On pouvait attendre que la cérémonie au palais présidentiel soit diffusée en direct sur la TCI mais manifestement tel n'est pas le cas. Quoi qu'il en soit Alassane Ouattara a officiellement prêté serment ce 6 mai. Le corps diplomatique, les principaux responsables des institutions, les chefs militaires et les membres du gouvernement étaient présents. Alors cette cérémonie a tout de même un caractère particulier puisque Alassane Ouattara a prêté serment devant le président du Conseil constitutionnel Paul Yao Ndré. Celui même qui il y a cinq mois
avait déjà proclamé la victoire de Laurent Gbagbo et avait par la même plongé le pays dans la plus grave crise de son histoire.
Pour justifier son virage à 180 degré, le patron de la plus haute juridiction nationale explique qu'il se fonde sur les conclusions du Conseil de paix et de sécurité de l'Union africaine, l'organisation pan africaine ayant reconnu la victoire d'Alassane Ouattara. Pour Paul Yao Ndré, la Côte d'Ivoire est membre de l'UA et les normes internationales ont une autorité supérieure aux lois internes. Pour plusieurs sources, il s'agit là d'un bricolage juridique ayant pour seul but de sortir de la crise politique.
Quoi qu'il en soit cette relecture des textes fait bondir Toussaint Alain, un conseiller de Laurent Gbagbo basé à Paris. Selon lui, cette nouvelle proclamation des résultats est une aberration juridique, une forfaiture, car selon l'article 98 de la loi fondamentale ivoirienne, le Conseil constitutionnel ne peut pas revenir sur ses décisions antérieures.
Manifestement, Alassane Ouattara semble vouloir éviter une bataille juridique qui pourrait s'éterniser encore des mois et ralentir la reprise d'activité du pays. Il a donc prêté officiellement serment ce vendredi 6 mai au palais présidentiel d'Abidjan. Son investiture, manifestation plus politique en présence de chefs d'Etat, elle est prévue pour le 21 mai à Yamoussoukro.
L'ironie de l'histoire
Alors que Alassane Ouattara endosse officiellement le costume de président de la République, son prédécesseur, Laurent Gbagbo devait lui, pour la première fois depuis sa chute, être entendu par la justice ivoirienne. L'audition de Laurent Gbagbo n'a finalement toujours pas eu lieu. Le procureur de la République s'est déplacé à Korhogo, là où est assigné le président déchu, accompagné d'officiers de la police judiciaire et de la gendarmerie. Tout semblait prêt pour cette audition dans le cadre d'une enquête préliminaire sur les crimes et délits commis durant la période post-électorale. Mais voilà un « contretemps » de dernière minute est venu tout bousculer. Ce vendredi matin à l'aéroport d'Abidjan, Jacques Vergès et Marcel Ceccaldi, deux des trois avocats français de Laurent Gbagbo, se sont vus refuser l'entrée sur le territoire ivoirien. Hamed Bakayoko, le ministre de l'Intérieur justifie la raison de ce refoulement.

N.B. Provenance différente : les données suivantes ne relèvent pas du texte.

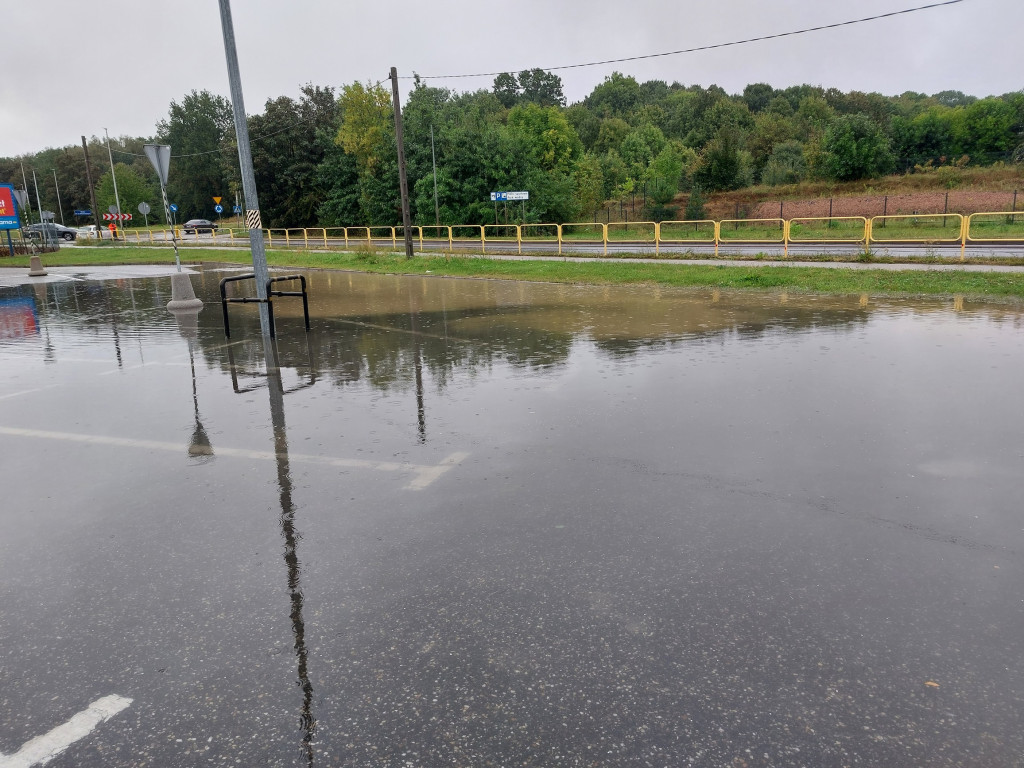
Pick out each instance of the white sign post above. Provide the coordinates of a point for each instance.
(182, 295)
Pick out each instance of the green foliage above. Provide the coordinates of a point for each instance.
(695, 206)
(855, 147)
(785, 166)
(666, 171)
(332, 162)
(290, 141)
(556, 145)
(532, 86)
(132, 189)
(719, 166)
(204, 158)
(589, 180)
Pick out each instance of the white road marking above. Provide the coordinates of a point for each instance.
(43, 749)
(423, 474)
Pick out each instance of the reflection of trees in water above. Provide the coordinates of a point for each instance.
(391, 333)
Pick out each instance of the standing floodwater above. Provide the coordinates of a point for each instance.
(478, 522)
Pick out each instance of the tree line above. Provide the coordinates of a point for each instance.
(329, 157)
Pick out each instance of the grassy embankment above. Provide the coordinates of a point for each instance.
(1001, 285)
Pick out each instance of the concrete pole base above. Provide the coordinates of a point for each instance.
(36, 267)
(182, 295)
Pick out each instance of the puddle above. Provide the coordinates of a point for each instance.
(470, 521)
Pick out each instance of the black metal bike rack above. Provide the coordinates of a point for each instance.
(270, 294)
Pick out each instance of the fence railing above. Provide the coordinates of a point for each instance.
(938, 228)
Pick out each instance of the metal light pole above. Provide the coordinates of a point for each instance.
(402, 179)
(253, 222)
(92, 189)
(433, 159)
(35, 263)
(28, 208)
(114, 176)
(45, 233)
(59, 204)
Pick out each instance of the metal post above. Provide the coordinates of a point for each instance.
(433, 159)
(59, 204)
(402, 180)
(253, 222)
(45, 233)
(117, 198)
(28, 200)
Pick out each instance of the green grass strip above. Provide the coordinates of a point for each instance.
(817, 280)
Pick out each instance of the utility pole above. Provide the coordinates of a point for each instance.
(114, 176)
(433, 159)
(28, 200)
(59, 204)
(88, 178)
(253, 222)
(45, 233)
(402, 180)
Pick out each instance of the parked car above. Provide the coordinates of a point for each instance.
(199, 225)
(51, 230)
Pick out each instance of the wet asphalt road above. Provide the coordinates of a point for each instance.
(475, 522)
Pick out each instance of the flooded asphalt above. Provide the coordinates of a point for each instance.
(488, 523)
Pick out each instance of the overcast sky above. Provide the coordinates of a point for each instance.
(74, 69)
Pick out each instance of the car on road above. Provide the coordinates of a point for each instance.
(199, 225)
(51, 231)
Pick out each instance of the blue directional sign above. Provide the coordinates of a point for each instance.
(8, 208)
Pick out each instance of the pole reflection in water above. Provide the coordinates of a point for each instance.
(276, 392)
(199, 445)
(418, 365)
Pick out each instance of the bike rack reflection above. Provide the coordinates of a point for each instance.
(200, 446)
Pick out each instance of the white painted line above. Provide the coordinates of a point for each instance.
(423, 474)
(43, 749)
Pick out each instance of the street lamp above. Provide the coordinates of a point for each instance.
(114, 176)
(59, 204)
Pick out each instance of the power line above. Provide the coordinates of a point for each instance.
(701, 47)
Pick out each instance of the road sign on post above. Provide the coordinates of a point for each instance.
(8, 208)
(182, 294)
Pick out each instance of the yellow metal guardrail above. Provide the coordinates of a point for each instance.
(848, 229)
(994, 227)
(945, 228)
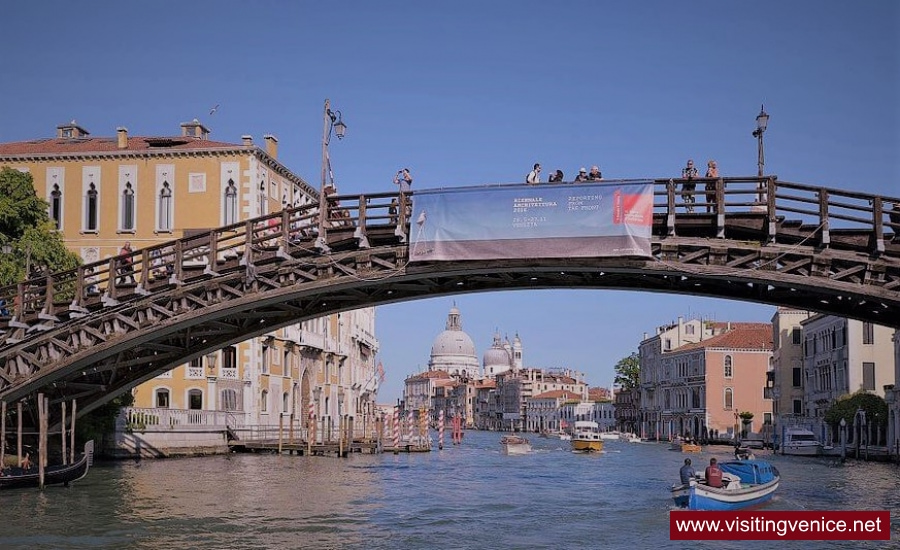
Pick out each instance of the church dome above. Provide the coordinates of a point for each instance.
(453, 350)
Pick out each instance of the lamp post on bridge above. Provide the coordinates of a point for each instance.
(762, 121)
(333, 121)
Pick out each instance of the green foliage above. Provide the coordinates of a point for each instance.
(26, 226)
(846, 406)
(628, 371)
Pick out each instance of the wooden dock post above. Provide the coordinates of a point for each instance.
(2, 434)
(72, 436)
(42, 438)
(62, 431)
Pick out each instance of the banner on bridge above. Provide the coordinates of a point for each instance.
(542, 221)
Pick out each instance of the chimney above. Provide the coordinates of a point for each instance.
(194, 128)
(271, 145)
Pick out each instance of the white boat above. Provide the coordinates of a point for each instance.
(610, 435)
(586, 438)
(515, 445)
(800, 442)
(746, 483)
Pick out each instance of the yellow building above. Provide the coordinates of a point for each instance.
(105, 192)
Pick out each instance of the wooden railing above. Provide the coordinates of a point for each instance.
(383, 218)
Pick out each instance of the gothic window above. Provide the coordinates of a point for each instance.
(165, 207)
(56, 206)
(230, 203)
(91, 209)
(262, 198)
(162, 399)
(195, 400)
(228, 401)
(229, 358)
(128, 208)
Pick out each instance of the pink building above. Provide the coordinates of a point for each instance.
(702, 387)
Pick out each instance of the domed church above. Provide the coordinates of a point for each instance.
(453, 350)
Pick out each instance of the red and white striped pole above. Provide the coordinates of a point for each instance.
(396, 429)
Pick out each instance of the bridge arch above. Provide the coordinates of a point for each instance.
(247, 279)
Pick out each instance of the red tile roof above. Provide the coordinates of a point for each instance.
(84, 145)
(749, 336)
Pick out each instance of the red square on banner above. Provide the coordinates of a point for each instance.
(632, 209)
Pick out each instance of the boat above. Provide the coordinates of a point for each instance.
(515, 445)
(59, 474)
(800, 442)
(746, 484)
(682, 445)
(586, 437)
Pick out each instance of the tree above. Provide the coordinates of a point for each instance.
(628, 371)
(25, 225)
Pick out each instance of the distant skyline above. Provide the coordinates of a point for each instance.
(476, 92)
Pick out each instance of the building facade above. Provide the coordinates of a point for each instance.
(104, 192)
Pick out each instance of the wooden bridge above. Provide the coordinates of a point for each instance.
(96, 331)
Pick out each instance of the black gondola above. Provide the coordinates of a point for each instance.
(60, 474)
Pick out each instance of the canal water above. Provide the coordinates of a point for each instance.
(466, 496)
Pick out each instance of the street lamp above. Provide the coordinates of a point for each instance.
(762, 121)
(333, 121)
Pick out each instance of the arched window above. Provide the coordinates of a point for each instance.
(162, 399)
(56, 206)
(91, 209)
(262, 199)
(228, 400)
(195, 399)
(230, 203)
(165, 207)
(229, 358)
(128, 208)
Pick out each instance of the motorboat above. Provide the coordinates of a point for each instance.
(681, 445)
(746, 484)
(586, 437)
(800, 442)
(515, 445)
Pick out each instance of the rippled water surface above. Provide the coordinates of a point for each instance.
(467, 496)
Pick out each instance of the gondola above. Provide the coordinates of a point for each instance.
(60, 474)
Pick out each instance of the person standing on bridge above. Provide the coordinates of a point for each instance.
(712, 172)
(689, 187)
(404, 180)
(534, 177)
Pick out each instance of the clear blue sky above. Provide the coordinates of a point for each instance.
(472, 92)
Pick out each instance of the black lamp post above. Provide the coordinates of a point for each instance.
(762, 121)
(333, 121)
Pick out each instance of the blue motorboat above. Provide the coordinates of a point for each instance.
(746, 484)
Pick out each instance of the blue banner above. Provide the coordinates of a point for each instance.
(528, 221)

Alors bien sûr, les avocats de Laurent Gbagbo ne cachent pas leur colère. Ils estiment être tombés dans un traquenard. Jacques Vergès considère que ce refoulement à la frontière montre que l'on ne veut pas que Laurent Gbagbo soit défendu. Son confrère Marcel Ceccaldi dénonce, lui, les autorités qui « se livrent à une palinodie de justice ». Réponse des autorités, « nous n'allons pas attendre ad vitam eternam mais nous ne voulons pas donner du grain à moudre aux avocats de Laurent Gbagbo. Qu'ils fassent leurs visas en bonne et due forme et ils pourront assister leur client ».
Consigne a donc été donnée au procureur de la République pour qu'il reporte une nouvelle fois l'audition de Laurent Gbagbo. Sur le terrain politique, les choses s'accélèrent mais le temps de la justice est lui manifestement beaucoup plus long.